Motivation: Exhaustive experimental annotation of the effect of all known protein variants remains daunting and expensive, stressing the need for scalable effect predictions. We introduce VespaG, a blazingly fast missense amino acid variant effect predictor, leveraging protein Language Model (pLM) embeddings as input to a minimal deep learning model.
Results: To overcome the sparsity of experimental training data, we created a dataset of 39 million single amino acid variants from the human proteome applying the multiple sequence alignment-based effect predictor GEMME as a pseudo standard-of-truth. This setup increases interpretability compared to the baseline pLM and is easily retrainable with novel or updated pLMs.

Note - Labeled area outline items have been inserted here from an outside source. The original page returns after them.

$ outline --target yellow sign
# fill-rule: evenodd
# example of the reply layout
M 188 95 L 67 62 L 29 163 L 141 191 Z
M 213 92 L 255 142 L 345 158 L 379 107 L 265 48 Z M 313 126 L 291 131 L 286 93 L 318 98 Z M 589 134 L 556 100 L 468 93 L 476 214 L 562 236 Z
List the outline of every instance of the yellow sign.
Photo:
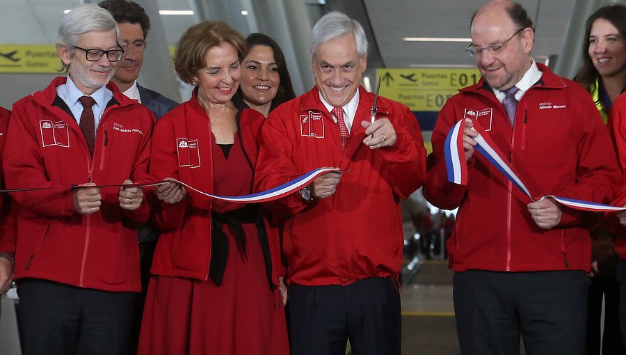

Assessed against the ProteinGym benchmark(217 multiplex assays of variant effect- MAVE- with 2.5 million variants), VespaG achieved a mean Spearman correlation of 0.48±0.02, matching top-performing methods evaluated on the same data. VespaG has the advantage of being orders of magnitude faster, predicting all mutational landscapes of all proteins in proteomes such as Homo sapiens or Drosophila melanogaster in under 30 minutes on a consumer laptop (12-core CPU, 16 GB RAM).
Availability: VespaG is available freely at https://github.com/jschlensok/vespag. The associated training data and predictions are available at https://doi.org/10.5281/zenodo.11085958.
Supplementary information: Supplementary data are available at Bioinformatics online.